L’objectif de cette politique est d’augmenter rapidement la production vivrière et de rente, contribuant ainsi à la sécurité alimentaire et aux revenus des populations.


La construction des ZAC s’inscrit dans une logique de développement local et de décentralisation et permet aux communes de jouer un rôle actif dans l’organisation et la promotion de l’agriculture sur leur territoire, en identifiant les besoins spécifiques et en mobilisant les acteurs locaux.
Réponse aux problèmes fonciers
Au Bénin, l’accès au foncier agricole est souvent une difficulté majeure. Les ZAC peuvent offrir une solution en sécurisant des parcelles pour les agriculteurs, notamment les jeunes et les femmes, qui ont souvent un accès limité à la terre.
Mise en valeur de potentiels non exploités
Les ZAC permettront de valoriser des terres potentiellement fertiles mais sous-exploitées par manque d’aménagement ou d’organisation, comme la vallée de l’Ouémé.
Approche entrepreneuriale et économique
Les ZAC seront construites pour encourager une agriculture plus entrepreneuriale, avec des exploitations de taille plus significative et une meilleure intégration aux marchés.
Réponse aux besoins immédiats des agriculteurs
Elles fourniront des solutions concrètes et immédiates aux problèmes des producteurs, comme l’accès à l’eau, aux intrants et aux marchés.
Complémentarité et défis des Lycées agricoles
Les lycées agricoles, quant à eux, sont essentiels pour le développement à long terme de l’agriculture en formant une main-d’œuvre qualifiée et des entrepreneurs agricoles. Cependant, ils peuvent présenter certains défis qui expliquent pourquoi l’accent est parfois mis sur les ZAC en parallèle :
Temps long de la formation : La formation dans les lycées agricoles est un processus de longue haleine. Les résultats en termes de production et d’impact économique ne sont pas immédiats.
Adéquation formation-emploi : Il y a parfois des défis en termes d’adéquation entre les formations dispensées et les besoins réels du marché du travail agricole, ou de l’insertion professionnelle des diplômés.

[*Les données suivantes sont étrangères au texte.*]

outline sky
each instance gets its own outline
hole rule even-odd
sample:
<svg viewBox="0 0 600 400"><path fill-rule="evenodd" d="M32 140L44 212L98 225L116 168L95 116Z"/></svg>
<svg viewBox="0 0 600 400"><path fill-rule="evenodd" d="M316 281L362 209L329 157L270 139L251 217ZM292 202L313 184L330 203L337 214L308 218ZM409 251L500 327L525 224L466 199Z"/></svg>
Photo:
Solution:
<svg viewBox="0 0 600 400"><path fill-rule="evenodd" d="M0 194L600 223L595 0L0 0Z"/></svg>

Le gouvernement béninois met d’ailleurs l’accent sur la réforme de l’EFTP pour mieux l’adapter aux besoins de l’emploi.
Coût d’investissement élevé : La construction et l’équipement de lycées agricoles modernes représentent des investissements importants.
Capacité d’absorption : Le nombre de diplômés des lycées agricoles doit être en adéquation avec la capacité de l’économie agricole à les absorber et à leur offrir des opportunités.
En conclusion
Le Bénin, conscient de l’importance de l’agriculture pour son économie (contribuant à près de 28,5 % du PIB et fournissant une grande partie des emplois), cherche à adopter des stratégies qui maximisent l’impact.
Si les lycées agricoles sont fondamentaux pour l’avenir et la professionnalisation du secteur, les zones agricoles communales représentent une approche plus directe pour stimuler la production, sécuriser le foncier et améliorer les conditions de vie des agriculteurs à court et moyen termes, en capitalisant sur le potentiel existant et en favorisant un développement agricole à la base.
Il est probable que la politique agricole du Bénin cherche à équilibrer ces deux approches, en reconnaissant la nécessité de la formation (avec l’objectif de 30 lycées techniques agricoles fonctionnels en 2025) tout en investissant dans des structures productives et localisées comme les ZAC pour un impact plus immédiat sur le terrain.